Wang Shu-hua

Personal information
- Nationality: Taiwanese
- Born: 王 淑華, Pinyin: Wáng Shū-huá 21 March 1969 (age 57)

Sport
- Sport: Sprinting
- Event: 4 × 100 metres relay

Medal record
Women's athletics
Representing Chinese Taipei
Asian Championships
| Bronze medal – third place | 1987 Singapore | 100 m hurdles |
| Bronze medal – third place | 1987 Singapore | Heptathlon |
| Bronze medal – third place | 1991 Kuala Lumpur | Heptathlon |

= Wang Shu-hua =

Taiwanese sprinter

Wang Shu-hua (born 21 March 1969) is a Taiwanese sprinter. She competed in the women's 4 × 100 metres relay at the 1988 Summer Olympics.

Wang is from Mioli, Taiwan. She competed at the 1988 World Junior Championships in Athletics in Greater Sudbury, Canada.

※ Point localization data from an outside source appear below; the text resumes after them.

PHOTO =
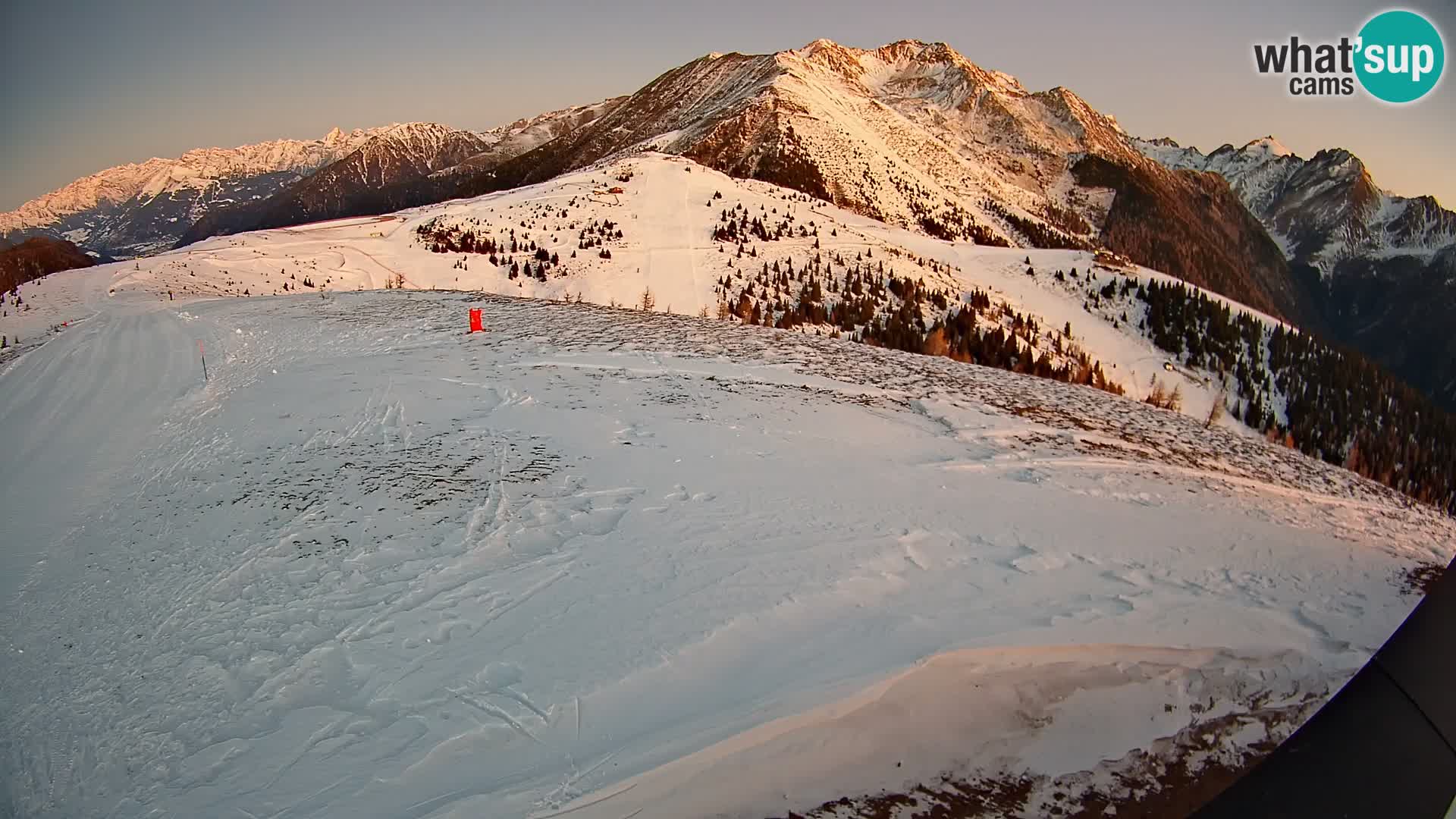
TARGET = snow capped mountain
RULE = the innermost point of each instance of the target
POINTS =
(701, 242)
(918, 136)
(145, 207)
(522, 136)
(1379, 268)
(392, 155)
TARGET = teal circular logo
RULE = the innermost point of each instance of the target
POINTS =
(1400, 55)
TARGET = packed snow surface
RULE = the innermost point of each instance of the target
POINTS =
(615, 563)
(601, 560)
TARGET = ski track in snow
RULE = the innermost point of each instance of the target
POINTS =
(379, 567)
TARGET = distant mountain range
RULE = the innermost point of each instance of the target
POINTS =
(912, 134)
(36, 259)
(1379, 270)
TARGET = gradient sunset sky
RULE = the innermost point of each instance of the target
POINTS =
(98, 83)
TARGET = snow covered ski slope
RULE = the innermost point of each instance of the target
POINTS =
(606, 563)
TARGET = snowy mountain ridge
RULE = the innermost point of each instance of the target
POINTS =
(1379, 270)
(1324, 209)
(197, 168)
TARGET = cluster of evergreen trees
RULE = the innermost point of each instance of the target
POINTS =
(862, 299)
(1038, 234)
(1338, 406)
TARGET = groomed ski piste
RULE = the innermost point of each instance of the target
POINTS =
(607, 563)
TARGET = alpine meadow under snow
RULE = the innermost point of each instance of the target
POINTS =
(601, 560)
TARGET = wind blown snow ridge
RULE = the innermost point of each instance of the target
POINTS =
(381, 567)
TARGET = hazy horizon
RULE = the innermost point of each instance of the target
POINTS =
(159, 79)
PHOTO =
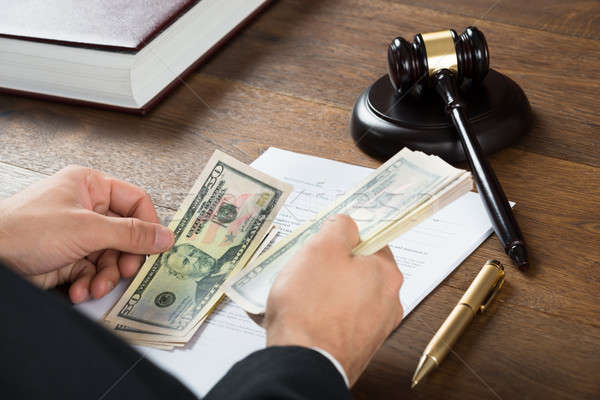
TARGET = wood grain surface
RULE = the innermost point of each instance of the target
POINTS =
(290, 80)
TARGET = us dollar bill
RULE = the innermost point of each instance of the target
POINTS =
(400, 187)
(217, 229)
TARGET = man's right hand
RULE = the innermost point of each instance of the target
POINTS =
(329, 298)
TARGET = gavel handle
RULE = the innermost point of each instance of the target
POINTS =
(494, 199)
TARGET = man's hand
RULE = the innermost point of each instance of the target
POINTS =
(328, 298)
(82, 227)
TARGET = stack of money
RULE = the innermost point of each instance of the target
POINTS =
(218, 228)
(401, 193)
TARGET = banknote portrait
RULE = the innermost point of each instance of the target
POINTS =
(186, 261)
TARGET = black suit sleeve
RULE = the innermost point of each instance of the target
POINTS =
(49, 350)
(294, 373)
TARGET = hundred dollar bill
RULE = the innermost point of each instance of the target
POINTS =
(217, 229)
(400, 188)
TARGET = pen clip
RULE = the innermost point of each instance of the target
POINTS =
(493, 292)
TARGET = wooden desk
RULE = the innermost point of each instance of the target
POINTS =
(290, 80)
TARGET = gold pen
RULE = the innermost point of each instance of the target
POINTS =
(477, 298)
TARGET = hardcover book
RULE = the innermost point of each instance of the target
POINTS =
(119, 54)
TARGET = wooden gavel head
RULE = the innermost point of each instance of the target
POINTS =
(410, 64)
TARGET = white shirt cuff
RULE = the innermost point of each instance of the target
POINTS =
(335, 362)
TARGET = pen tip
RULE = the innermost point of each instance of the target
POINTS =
(518, 255)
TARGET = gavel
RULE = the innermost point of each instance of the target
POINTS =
(442, 61)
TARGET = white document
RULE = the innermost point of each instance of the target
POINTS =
(425, 255)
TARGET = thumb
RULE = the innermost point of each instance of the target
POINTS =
(132, 235)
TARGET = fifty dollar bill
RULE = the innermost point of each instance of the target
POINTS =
(217, 229)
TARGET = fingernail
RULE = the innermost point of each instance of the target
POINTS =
(164, 239)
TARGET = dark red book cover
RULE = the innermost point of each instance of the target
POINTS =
(125, 25)
(110, 25)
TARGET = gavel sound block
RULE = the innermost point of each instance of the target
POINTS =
(386, 118)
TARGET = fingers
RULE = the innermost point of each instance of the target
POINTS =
(393, 278)
(130, 235)
(129, 264)
(341, 229)
(81, 275)
(107, 274)
(131, 201)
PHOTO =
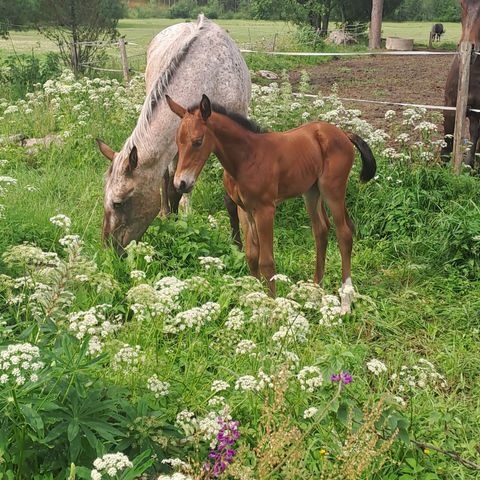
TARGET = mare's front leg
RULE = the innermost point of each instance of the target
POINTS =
(264, 217)
(165, 207)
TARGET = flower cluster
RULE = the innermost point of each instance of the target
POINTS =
(93, 323)
(213, 263)
(223, 454)
(376, 366)
(342, 377)
(61, 221)
(418, 377)
(250, 383)
(19, 363)
(111, 464)
(159, 388)
(219, 386)
(128, 359)
(194, 318)
(245, 346)
(310, 378)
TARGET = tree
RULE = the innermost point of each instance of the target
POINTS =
(376, 24)
(72, 23)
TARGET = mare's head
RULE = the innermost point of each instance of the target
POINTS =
(194, 141)
(471, 21)
(132, 197)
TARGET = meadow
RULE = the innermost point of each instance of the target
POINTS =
(174, 364)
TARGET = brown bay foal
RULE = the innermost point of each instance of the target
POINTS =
(263, 169)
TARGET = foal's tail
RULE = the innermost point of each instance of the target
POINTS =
(369, 166)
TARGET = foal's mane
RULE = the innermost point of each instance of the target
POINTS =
(140, 135)
(246, 123)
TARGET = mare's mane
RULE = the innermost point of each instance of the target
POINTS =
(246, 123)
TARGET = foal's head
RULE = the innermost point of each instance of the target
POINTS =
(194, 141)
(471, 20)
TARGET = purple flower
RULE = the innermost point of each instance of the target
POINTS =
(343, 377)
(223, 454)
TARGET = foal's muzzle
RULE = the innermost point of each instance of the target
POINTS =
(184, 186)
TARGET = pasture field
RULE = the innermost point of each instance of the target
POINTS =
(244, 32)
(154, 359)
(154, 356)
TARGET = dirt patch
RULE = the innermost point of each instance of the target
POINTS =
(397, 79)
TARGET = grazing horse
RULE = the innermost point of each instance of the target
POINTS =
(263, 169)
(470, 33)
(437, 32)
(180, 61)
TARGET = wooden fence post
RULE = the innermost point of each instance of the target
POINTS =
(124, 58)
(74, 58)
(462, 99)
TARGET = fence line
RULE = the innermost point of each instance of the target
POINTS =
(381, 102)
(350, 54)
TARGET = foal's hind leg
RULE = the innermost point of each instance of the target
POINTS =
(448, 129)
(320, 227)
(252, 249)
(335, 197)
(474, 134)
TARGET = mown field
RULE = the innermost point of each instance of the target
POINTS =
(155, 358)
(248, 32)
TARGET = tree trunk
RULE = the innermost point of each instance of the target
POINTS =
(376, 25)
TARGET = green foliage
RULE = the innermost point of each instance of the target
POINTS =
(22, 72)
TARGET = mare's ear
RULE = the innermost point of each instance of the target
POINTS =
(205, 107)
(175, 107)
(133, 159)
(105, 149)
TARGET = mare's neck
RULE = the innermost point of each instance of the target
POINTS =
(233, 143)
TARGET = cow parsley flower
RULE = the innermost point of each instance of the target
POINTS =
(245, 346)
(219, 386)
(212, 263)
(128, 359)
(110, 465)
(310, 412)
(61, 221)
(376, 366)
(159, 388)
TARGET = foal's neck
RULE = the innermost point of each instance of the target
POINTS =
(233, 143)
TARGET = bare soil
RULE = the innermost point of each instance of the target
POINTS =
(398, 79)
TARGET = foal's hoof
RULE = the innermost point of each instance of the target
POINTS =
(347, 294)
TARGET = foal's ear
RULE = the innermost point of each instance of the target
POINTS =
(175, 107)
(105, 149)
(205, 107)
(133, 159)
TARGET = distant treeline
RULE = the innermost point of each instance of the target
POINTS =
(300, 11)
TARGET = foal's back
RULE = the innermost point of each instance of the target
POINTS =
(298, 158)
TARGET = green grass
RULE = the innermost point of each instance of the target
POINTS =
(244, 32)
(416, 263)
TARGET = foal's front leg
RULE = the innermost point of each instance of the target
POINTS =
(264, 222)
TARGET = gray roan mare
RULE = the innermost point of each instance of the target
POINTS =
(182, 60)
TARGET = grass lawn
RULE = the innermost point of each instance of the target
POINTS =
(245, 32)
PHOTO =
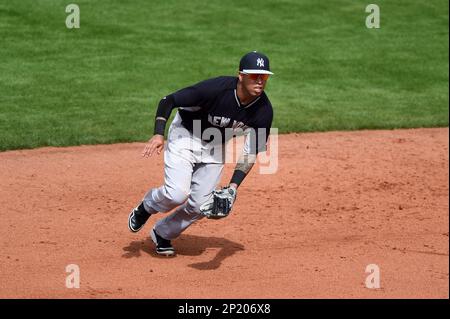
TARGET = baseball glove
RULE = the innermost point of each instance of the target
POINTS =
(220, 203)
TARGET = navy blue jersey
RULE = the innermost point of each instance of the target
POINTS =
(215, 103)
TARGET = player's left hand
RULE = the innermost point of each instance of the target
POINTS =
(220, 204)
(155, 144)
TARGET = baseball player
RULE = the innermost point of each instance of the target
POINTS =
(209, 114)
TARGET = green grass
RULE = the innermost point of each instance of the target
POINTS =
(101, 83)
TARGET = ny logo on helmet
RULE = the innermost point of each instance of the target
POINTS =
(260, 62)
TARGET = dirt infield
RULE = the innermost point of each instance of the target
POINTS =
(339, 202)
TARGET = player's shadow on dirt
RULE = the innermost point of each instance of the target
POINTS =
(189, 245)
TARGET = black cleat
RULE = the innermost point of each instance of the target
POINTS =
(138, 217)
(163, 246)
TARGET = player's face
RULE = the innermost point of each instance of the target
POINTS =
(254, 84)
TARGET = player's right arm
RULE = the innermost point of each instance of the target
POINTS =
(187, 97)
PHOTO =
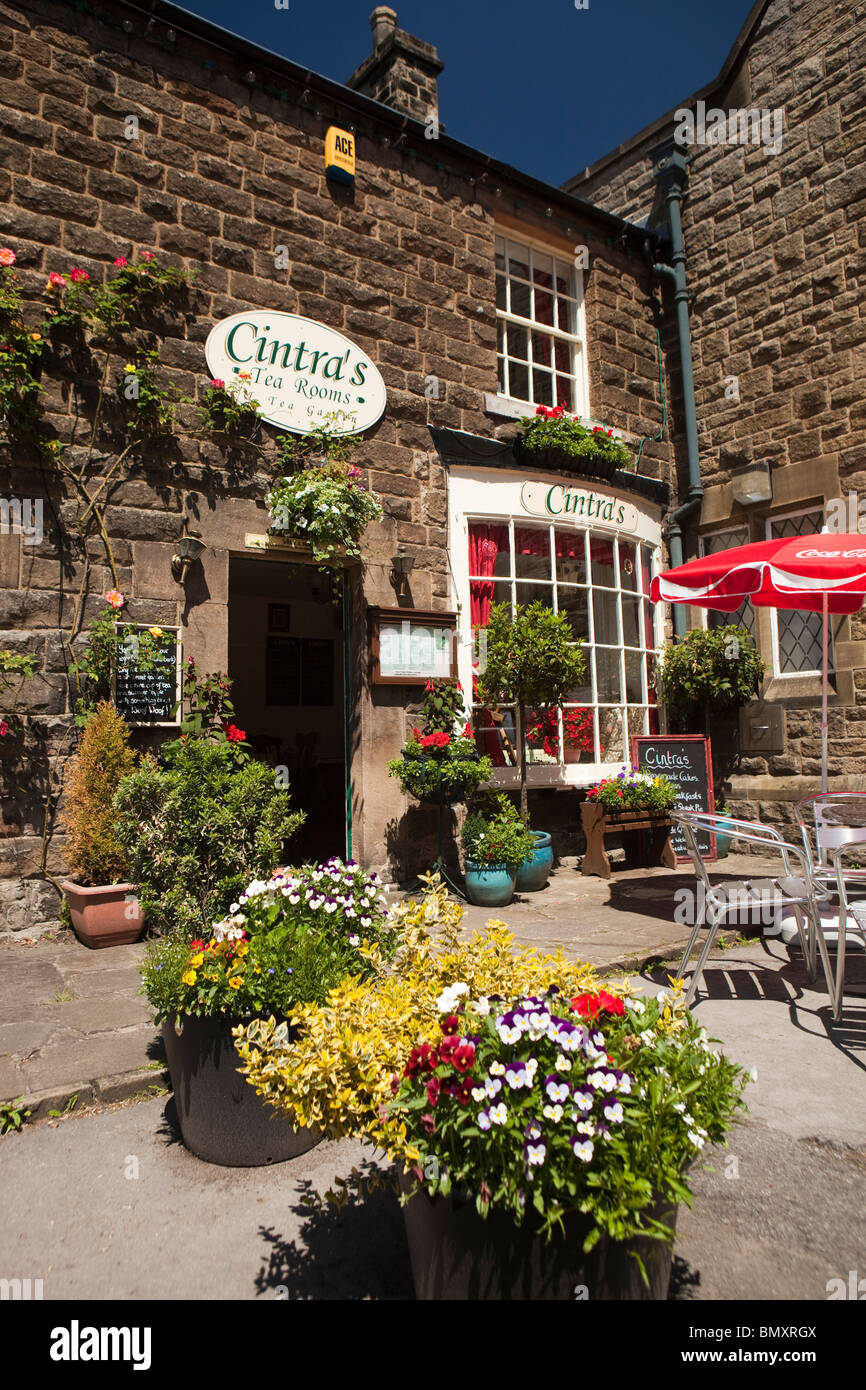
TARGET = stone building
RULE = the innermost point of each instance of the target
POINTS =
(474, 291)
(774, 231)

She was an All-American jumper and sprinter for the BYU Cougars track and field team, finishing 5th in the long jump at the 1991 NCAA Division I Indoor Track and Field Championships and 1992 NCAA Division I Indoor Track and Field Championships.

She also competed in the women's heptathlon for BYU. Wang set a Taiwanese record in the long jump at the 1991 World University Games.